UWL student from China prepares for annual International Banquet March 23
UWL international student Yuanman Ma is quiet in chemistry class. She took three years of chemistry at her high school in China, and she is familiar with the chemical equations on the white board. But organizing her thoughts into a detailed English question isn’t easy. It’s something that will come as the first-year student gains more English fluency during her four years on the UWL campus.
In the meantime, Ma has found other ways to share her voice.
She’ll give a solo vocal performance of a modern Chinese song during UWL’s 52 International Banquet Thursday, March 23, at UWL’s Student Union. The annual event celebrates the rich diversity and culture that UWL international students bring to campus and the greater La Crosse community. UWL international students and community members will perform.

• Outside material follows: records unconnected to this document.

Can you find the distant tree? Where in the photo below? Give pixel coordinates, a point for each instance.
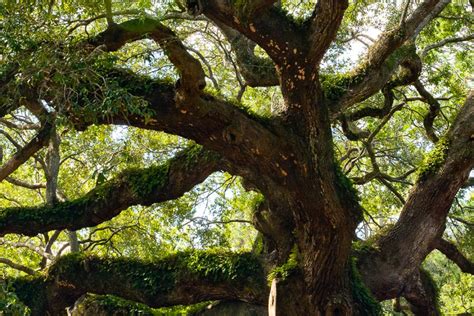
(267, 91)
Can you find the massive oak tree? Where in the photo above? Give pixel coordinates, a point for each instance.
(308, 219)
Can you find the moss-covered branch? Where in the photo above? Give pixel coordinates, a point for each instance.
(131, 187)
(385, 55)
(184, 278)
(423, 217)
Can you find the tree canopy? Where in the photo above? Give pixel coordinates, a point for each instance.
(315, 157)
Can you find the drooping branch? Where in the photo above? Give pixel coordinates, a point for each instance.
(24, 153)
(246, 141)
(132, 187)
(453, 254)
(423, 217)
(385, 55)
(181, 279)
(192, 74)
(433, 112)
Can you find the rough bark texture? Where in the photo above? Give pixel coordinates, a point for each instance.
(310, 213)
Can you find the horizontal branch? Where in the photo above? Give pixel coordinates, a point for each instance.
(23, 154)
(17, 266)
(181, 279)
(423, 217)
(392, 49)
(265, 25)
(131, 187)
(117, 35)
(446, 41)
(325, 23)
(256, 71)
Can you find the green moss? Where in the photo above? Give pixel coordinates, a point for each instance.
(365, 303)
(285, 270)
(434, 160)
(160, 277)
(112, 305)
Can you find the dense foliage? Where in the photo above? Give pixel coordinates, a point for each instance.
(85, 90)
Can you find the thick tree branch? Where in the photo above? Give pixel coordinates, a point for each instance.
(17, 266)
(325, 22)
(132, 187)
(184, 278)
(192, 74)
(23, 154)
(264, 25)
(423, 217)
(435, 108)
(446, 41)
(385, 55)
(247, 142)
(257, 71)
(453, 254)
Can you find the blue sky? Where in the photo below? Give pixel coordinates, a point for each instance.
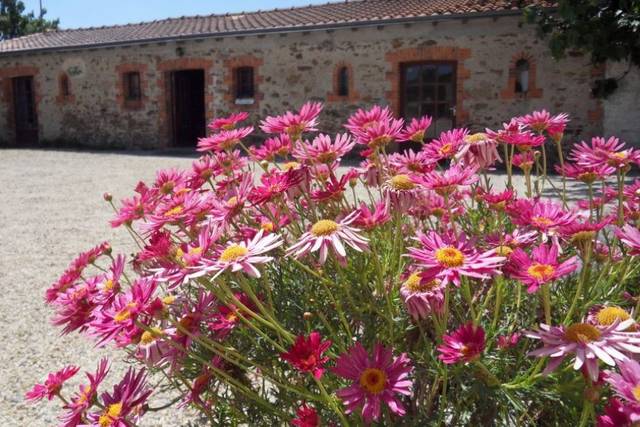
(88, 13)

Ma and two other other international students from China will perform together, reading poetry and singing two modern Chinese songs.
Ma, a chemistry major, comes to UWL from Zhuhai, China, a modern city on the southern coast with a population of more than 1 million people.
She found out about UWL through an internet search. She was looking for American schools with strong academics, yet a small-town feel. UWL fit the bill.
Before she came, Ma pictured UWL as very rural with just a few buildings and perhaps some nearby farms. She was surprised to find a fairly larger city and beautiful campus with many large, historic and modern buildings. It wasn’t what she pictured. It was much more.
“I’m impressed by the all services students can get — like the REC (Recreational Eagle Center) and the many sports you can play,” she says.
Professors have been friendly and have their doors open for students to ask questions during office hours, she adds.
Ma, who loves food, says one of aspect of America she will be sure to share at home is the prevalence of cheese. Dozens of varieties line grocery store shelves and Americans find ways to work the dairy product into foods from cheese curds to cheesecakes.
“We have cheese in China, but not so many kinds,” she explains.
The things she misses most about China come from her southern province of Guangdong. She misses the Cantonese cuisine and the traditional mid morning tea where families and business people come together to meet and talk over a cup of tea.
Ma won’t be able to share everything about her home during the banquet, but her trio will share their voice. They will share poetry about choosing a life path and songs about love and keeping a positive attitude. Though the words will be in Chinese, the ideas are universal. Ma and her friends are excited to connect.